Geometry-induced azimuthal anisotropy in coherent $J/\psi$ photoproduction

TL;DR

This paper shows that azimuthal anisotropy in coherent J/psi photoproduction during peripheral heavy-ion collisions can originate solely from initial electromagnetic field geometry, not hydrodynamic flow, providing a new way to distinguish initial and medium effects.

Contribution

It demonstrates that initial electromagnetic field geometry causes azimuthal anisotropy in coherent J/psi production, challenging the assumption that such anisotropy solely indicates hydrodynamic flow.

Findings

Predicted azimuthal asymmetry matches STAR data.

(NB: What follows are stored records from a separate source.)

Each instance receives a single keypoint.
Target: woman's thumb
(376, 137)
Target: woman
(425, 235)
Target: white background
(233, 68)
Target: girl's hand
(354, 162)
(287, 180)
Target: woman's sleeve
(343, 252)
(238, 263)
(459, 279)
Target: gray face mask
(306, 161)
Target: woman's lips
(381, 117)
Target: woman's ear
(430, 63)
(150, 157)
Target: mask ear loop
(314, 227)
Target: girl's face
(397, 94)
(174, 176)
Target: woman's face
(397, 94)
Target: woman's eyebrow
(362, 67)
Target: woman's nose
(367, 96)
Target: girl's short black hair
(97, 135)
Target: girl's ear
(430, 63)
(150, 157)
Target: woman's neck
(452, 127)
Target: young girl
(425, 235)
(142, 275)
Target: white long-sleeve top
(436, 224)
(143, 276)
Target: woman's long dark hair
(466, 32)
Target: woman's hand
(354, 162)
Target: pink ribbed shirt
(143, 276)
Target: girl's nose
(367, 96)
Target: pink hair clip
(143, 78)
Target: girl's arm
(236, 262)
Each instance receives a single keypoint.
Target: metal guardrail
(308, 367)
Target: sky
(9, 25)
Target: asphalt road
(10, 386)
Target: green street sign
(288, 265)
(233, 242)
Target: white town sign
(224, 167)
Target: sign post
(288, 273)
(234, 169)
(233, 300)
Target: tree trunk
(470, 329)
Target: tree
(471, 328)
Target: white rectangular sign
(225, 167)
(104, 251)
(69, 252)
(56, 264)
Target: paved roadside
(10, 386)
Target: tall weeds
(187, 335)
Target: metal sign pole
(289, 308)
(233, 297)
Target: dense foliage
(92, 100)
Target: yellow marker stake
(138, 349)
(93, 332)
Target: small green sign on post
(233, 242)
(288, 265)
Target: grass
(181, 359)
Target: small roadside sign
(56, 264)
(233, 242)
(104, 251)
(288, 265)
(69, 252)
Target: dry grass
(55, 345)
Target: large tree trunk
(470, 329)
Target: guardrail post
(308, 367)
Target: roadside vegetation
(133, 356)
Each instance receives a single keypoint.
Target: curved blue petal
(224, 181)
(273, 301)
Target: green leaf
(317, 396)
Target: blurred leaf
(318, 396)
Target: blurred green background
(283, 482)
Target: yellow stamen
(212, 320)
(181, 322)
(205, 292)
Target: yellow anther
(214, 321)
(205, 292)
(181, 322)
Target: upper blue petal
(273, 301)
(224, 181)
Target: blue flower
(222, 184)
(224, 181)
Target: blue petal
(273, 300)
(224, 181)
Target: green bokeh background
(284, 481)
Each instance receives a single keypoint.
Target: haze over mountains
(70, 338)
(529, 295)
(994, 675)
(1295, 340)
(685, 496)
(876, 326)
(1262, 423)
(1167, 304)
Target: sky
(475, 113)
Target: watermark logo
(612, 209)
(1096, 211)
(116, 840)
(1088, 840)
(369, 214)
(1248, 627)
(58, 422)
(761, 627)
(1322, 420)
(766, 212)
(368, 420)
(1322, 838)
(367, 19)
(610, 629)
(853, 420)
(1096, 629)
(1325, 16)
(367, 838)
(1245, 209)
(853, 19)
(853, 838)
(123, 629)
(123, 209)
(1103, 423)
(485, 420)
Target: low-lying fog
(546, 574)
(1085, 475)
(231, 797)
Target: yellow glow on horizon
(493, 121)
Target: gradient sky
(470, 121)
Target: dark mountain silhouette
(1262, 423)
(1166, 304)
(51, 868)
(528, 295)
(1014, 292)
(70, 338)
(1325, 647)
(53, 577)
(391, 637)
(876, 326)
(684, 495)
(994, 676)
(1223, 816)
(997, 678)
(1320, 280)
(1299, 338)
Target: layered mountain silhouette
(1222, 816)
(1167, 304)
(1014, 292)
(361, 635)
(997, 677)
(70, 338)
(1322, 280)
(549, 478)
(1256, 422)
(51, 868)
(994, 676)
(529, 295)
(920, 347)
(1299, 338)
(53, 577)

The asymmetry depends on collision centrality and energy.

Electromagnetic effects can mimic flow signatures.

Abstract

Azimuthal anisotropies in heavy-ion collisions are conventionally interpreted as signatures of hydrodynamic flow. We demonstrate that in peripheral collisions, a significant $\cos 2\phi$ asymmetry in the decay leptons of coherently photoproduced $J/\psi$ mesons arises purely from the initial-state geometry of the nuclear electromagnetic field. This modulation originates from the linear polarization of coherent photons, which is radially aligned in impact parameter space and transferred to the vector meson. By employing light-cone perturbation theory within the dipole formalism, we calculate the centrality dependence of this asymmetry for collisions at RHIC and LHC energies. Our predictions quantitatively reproduce STAR data. This observable thus provides a rigorous benchmark for distinguishing electromagnetic initial-state effects from collective medium dynamics.